2.5.5. Al respecto, en la Sentencia T-053 de 2008(49), la Corte estudió la situación de una comerciante, quien se vio afectada por el acto administrativo proferido por la Subsecretaría de Convivencia y Seguridad Ciudadana de Cali, mediante el cual ordenó la recuperación del espacio público que se destinaría a la implementación de las obras del nuevo sistema de transporte masivo de la ciudad, particularmente el retiro del quiosco propiedad de la actora, por no contar con el respectivo permiso de la administración municipal.

La respectiva Sala de Revisión consideró que la decisión adoptada por la administración municipal desconoció “abiertamente el principio de confianza legítima del que es titular la accionante y, de contera, vulnera sus derechos fundamentales al trabajo y al mínimo vital”. Allí, se evidenció que la accionante llevaba ocupando el espacio hace más de 22 años, manifestación que no fue controvertida por la Subsecretaría de Convivencia y Seguridad Ciudadana de Cali. Así las cosas, la Corte consideró que, como quiera que la entidad demandada no adoptó alguna medida alternativa para la preservación del principio de confianza legítima y la salvaguarda de los derechos fundamentales de la actora y de su núcleo familiar, el acto administrativo de desalojo lesionó desproporcionadamente sus intereses y constituyó una medida regresiva.

Por ello, la Sala Cuarta de Revisión tuteló los derechos fundamentales invocados por la accionante y le ordenó a la entidad demandada que en un término de 48 horas estableciera “un plan contentivo de medidas adecuadas, necesarias y suficientes para reubicar a la accionante”.

En otra oportunidad, centrada más en la protección del espacio público, la Corte Constitucional en la Sentencia T-1098 de 2008(50) estudió el caso de una tutelante, quien se encontraba ocupando de hecho una vía pública en la ciudad de Ibagué. En ese caso, la administración municipal inició el proceso policivo y posteriormente llevó a cabo la diligencia de restitución del espacio público, en el que la accionante solicitó un plazo adicional que no fue concedido. Allí, el desalojo se llevó a cabo, por lo que, en principio, la acción de tutela parecía ineficaz, pues estaba destinada a evitar que esto ocurriera. No obstante, ante la situación particular de la accionante y sus evidentes condiciones de vulnerabilidad, la respectiva Sala determinó que:

“... el Estado tiene la obligación constitucional de velar por la protección de la (sic) integral del espacio público, a fin de garantizar el acceso a todos los ciudadanos al goce y utilización común de tales espacios colectivos, la administración debe propender porque la preservación del interés colectivo no obligue a los administrados que se encuentran en una situación de debilidad manifiesta, atendiendo a sus condiciones físicas y económicas, a soportar una carga indebida y desproporcionada.

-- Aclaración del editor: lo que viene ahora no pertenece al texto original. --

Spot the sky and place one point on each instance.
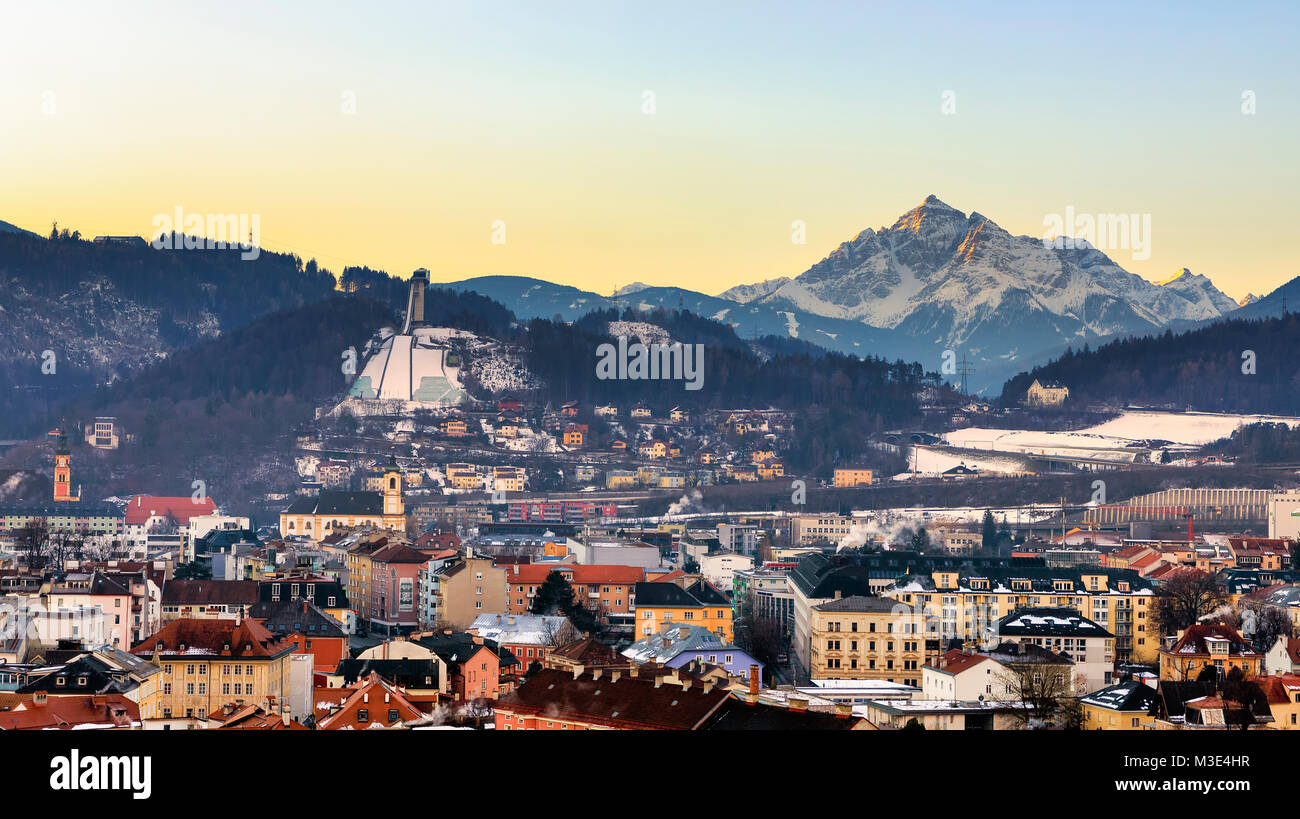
(671, 143)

En este sentido, las medidas de desalojo del espacio público deben estar precedidos por un cuidadoso estudio y evaluación de las condiciones y características de la realidad social de cada caso particular”.

En este sentido, la Corte concluyó que las autoridades encargadas de preservar el interés general deben procurar que en su actuar se minimice el daño que eventualmente se pueda ocasionar a las personas afectadas con el desalojo, ante lo cual pueden acudir a programas “de atención a la población que se encuentre en situación de desplazamiento masivo, pobreza, indigencia, entre otros factores característicos de este grupo vulnerable, que se ven obligados a utilizar el espacio público, ya sea para desarrollar actividades comerciales o establecer su vivienda”. Por lo anterior, la Corte ordenó a la Alcaldía de Ibagué que informara a la accionante sobre los subsidios a la población indigente, así como iniciar de los trámites necesarios para su inclusión en dichos programas.

2.5.6. En retrospectiva, tenemos que aunque la Corte reconoce la obligación de las autoridades de proteger los bienes de uso público, ha señalado que tal deber no es óbice para desconocer el principio de confianza legítima y los derechos fundamentales de los particulares que los ocupan. Por ello, esta Corporación ha ordenado que antes de adelantar medidas para la recuperación de tales áreas, se ofrezcan alternativas de reubicación o inclusión en programas sociales para proteger los derechos de los ocupantes.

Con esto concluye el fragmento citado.